The Constitution and the Criminal Code should explicitly prohibit the organizations that promoted racial discrimination, and also the participation in and the financing of racist organizations. The delegation was invited to provide additional information on experimental programmes aimed at developing or building on the mother tongue of minority students, and on the adverse impacts on minority groups and socially disadvantaged people of measures to eliminate segregation in housing. In light of the September 2015 general elections, the Committee noted its concern about the increase of xenophobia and political propaganda targeting non-citizens, racist publications in the media, the increase in Islamophobia, and the terror attack against Jewish community in Copenhagen in February 2015. Training of police in identifying and dealing with hate crimes was in serious need of improvement; poor documentation and collection of data by the police did not provide a full picture of the number of hate crimes, nor did the courts always invoke section 81 of the Criminal Code arguing extenuating circumstances during sentencing. The Committee noted with interest the amendments to the Alien’s Act of January 2013 which allowed foreign spouses and children victims of domestic violence to retain their residence permit despite cessation of cohabitation. Other issues that the Country Rapporteur raised included discrimination against children in asylum centres in access to education, restrictive conditions of family reunification, and lack of information on compensation to victims of racial discrimination.
Questions by the Committee Experts
Concerning the status of and the situation in Greenland, Committee Experts asked whether the Convention should be ratified by Greenland and whether customary law was integrated and applied in the Greenlandic legal order. They also asked about the situation of sex tourism.

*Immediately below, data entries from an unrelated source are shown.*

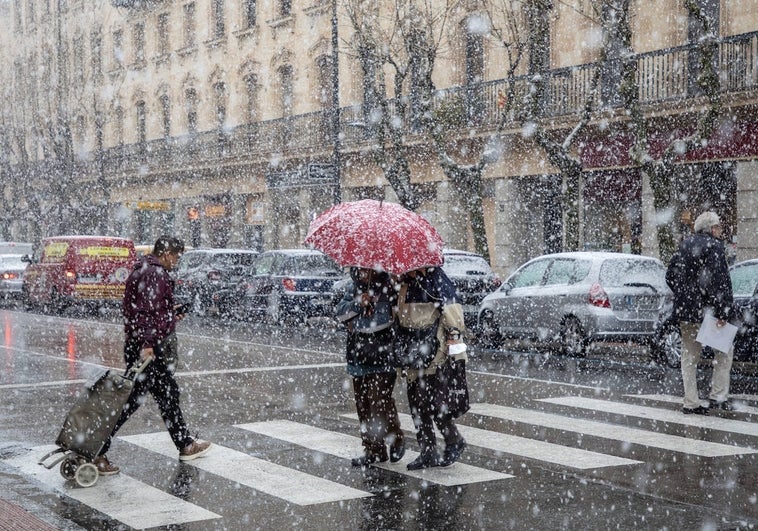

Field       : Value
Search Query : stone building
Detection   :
[0,0,758,273]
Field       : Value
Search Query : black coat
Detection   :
[666,233,733,323]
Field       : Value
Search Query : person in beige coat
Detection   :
[397,267,466,470]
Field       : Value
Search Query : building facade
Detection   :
[0,0,758,273]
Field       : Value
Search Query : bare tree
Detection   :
[608,0,722,262]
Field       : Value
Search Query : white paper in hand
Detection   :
[695,313,737,352]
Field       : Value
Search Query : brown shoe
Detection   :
[179,439,211,461]
[92,455,121,476]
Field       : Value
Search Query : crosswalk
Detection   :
[2,395,758,529]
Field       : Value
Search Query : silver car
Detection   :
[479,252,672,356]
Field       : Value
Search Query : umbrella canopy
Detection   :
[305,199,443,275]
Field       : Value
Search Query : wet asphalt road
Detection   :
[0,309,758,530]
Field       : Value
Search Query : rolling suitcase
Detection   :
[39,359,150,487]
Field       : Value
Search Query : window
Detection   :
[160,94,171,138]
[113,107,124,146]
[157,13,171,56]
[113,30,124,69]
[316,55,334,109]
[213,83,226,129]
[279,65,293,116]
[136,101,147,144]
[184,88,197,134]
[132,22,145,64]
[184,2,195,48]
[90,29,103,79]
[13,0,23,33]
[26,0,36,28]
[71,35,84,86]
[245,74,258,124]
[507,260,550,288]
[211,0,226,39]
[242,0,256,29]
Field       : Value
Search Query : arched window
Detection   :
[244,74,258,124]
[279,65,294,116]
[160,94,171,138]
[184,88,197,134]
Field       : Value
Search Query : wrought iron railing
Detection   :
[82,32,758,180]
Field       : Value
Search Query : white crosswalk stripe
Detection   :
[3,395,758,529]
[236,420,513,486]
[539,396,758,437]
[3,445,221,529]
[471,404,758,457]
[120,432,372,505]
[388,414,641,470]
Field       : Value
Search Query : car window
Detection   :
[729,264,758,297]
[508,259,550,288]
[545,258,576,285]
[598,258,666,288]
[297,254,341,277]
[255,254,276,275]
[442,255,494,276]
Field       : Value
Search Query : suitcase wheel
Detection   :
[74,463,98,487]
[60,457,79,479]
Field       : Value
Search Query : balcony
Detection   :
[78,32,758,184]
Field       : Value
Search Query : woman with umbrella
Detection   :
[396,267,468,470]
[335,267,405,467]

Another Committee Expert stressed that integration did not equal assimilation and did not cover culture, language and tradition, and asked about what was being done to avoid the increase in the number of disadvantaged neighbourhoods. Other Experts asked why the Convention had not been incorporated into Danish law and how its incorporation would shift the power away from the Parliament and towards the courts, and what were the barriers to the ratification of the Convention on the Protection of the Rights of All Migrant Workers and Members of Their Families.
The delegation was requested to provide information regarding the definition of hate crimes, related statistics and the elements used to decide on the racial motivation of crimes; results and impact of the activities by the Centre to Combat Human Trafficking; the contribution of Denmark to finding structural solutions to the human tragedy in the Mediterranean; and discrimination in access to citizenship on ethnic grounds.
A Committee Expert recognized that the significant number of immigrants of different cultural backgrounds created some tensions in the society, and noted a number of areas where more could be done, including in prohibiting violent organizations, or the organizations which could become violent. Hate speech could be expressed also indirectly and the Government should take this into consideration. Denmark applied very strict standards and long waiting periods for refugees, which caused lack of stability and reduced the potential of individuals and families to contribute to the society.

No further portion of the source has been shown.